Schwartzkopf was behind authorizing a study of sports gambling venues outside the Monopoly Three and whether table games are a viable source of income. (Any takers on that study's outcome?) There is also the minor matter of whether they would be constitutional under the existing language. And we're still waiting for a Supreme Court ruling on the legality of what we already have.
The governor wanted the House to pass the bill before the two-week Easter recess so the Senate had a chance at it. That didn't happen. What mysteriously did happen is Schwartzkopf told the governor's office to work out a compromise while the House was on holiday leave. The problem with that, of course, is the governor's office doesn't vote on the bill, or any compromise. The bill is from the governor. Ifit were up to only him there'd be no compromise (although I think Markell has seen the light about adding three new casinos) and a sports betting bill with 10 free-standing parlors would be on his desk.

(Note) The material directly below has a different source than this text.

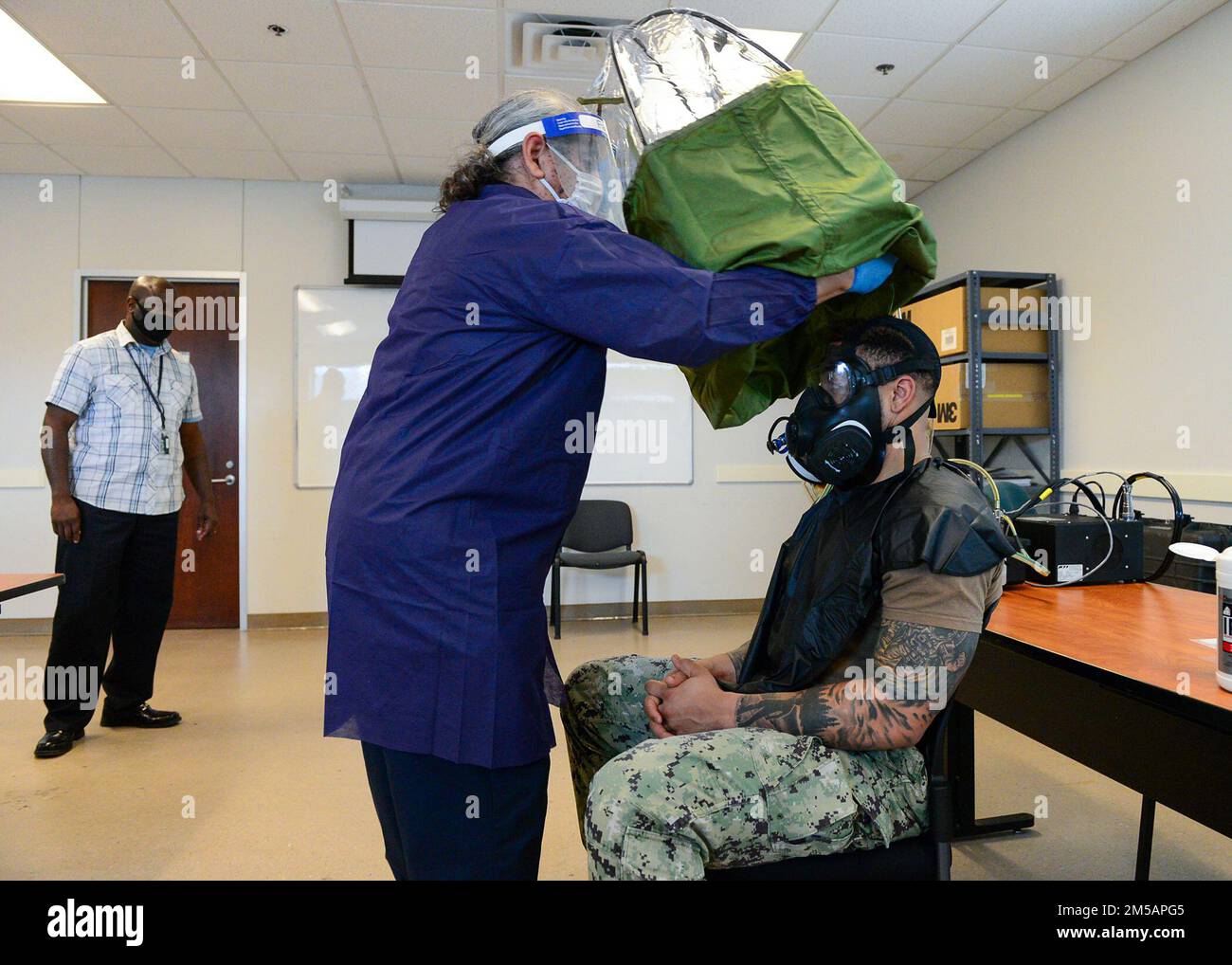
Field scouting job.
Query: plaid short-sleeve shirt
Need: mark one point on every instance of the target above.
(118, 460)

But let's not forget the real stars of this legislative ping-pong: the Monopoly Three and the Delaware Lobbyist Stimulus Package. As far as they are concerned they won the first round. And they did it without having to prove their wild, unsubstantiated threats, like having to go bankrupt or out of business if they're forced to pay 8 percent more of their take to the state.
The Monopoly Three used these absurd sob stories to especially influence the uninitiated rookie lawmakers, who apparently are deathly afraid of being blamed for putting Harrington Slots in Chapter 11. Don't worry, guys. You'll see pigs fly first.
But if they really can't make it work on their current revenue, I know a company or two that would be tickled to take the racinos off their hands.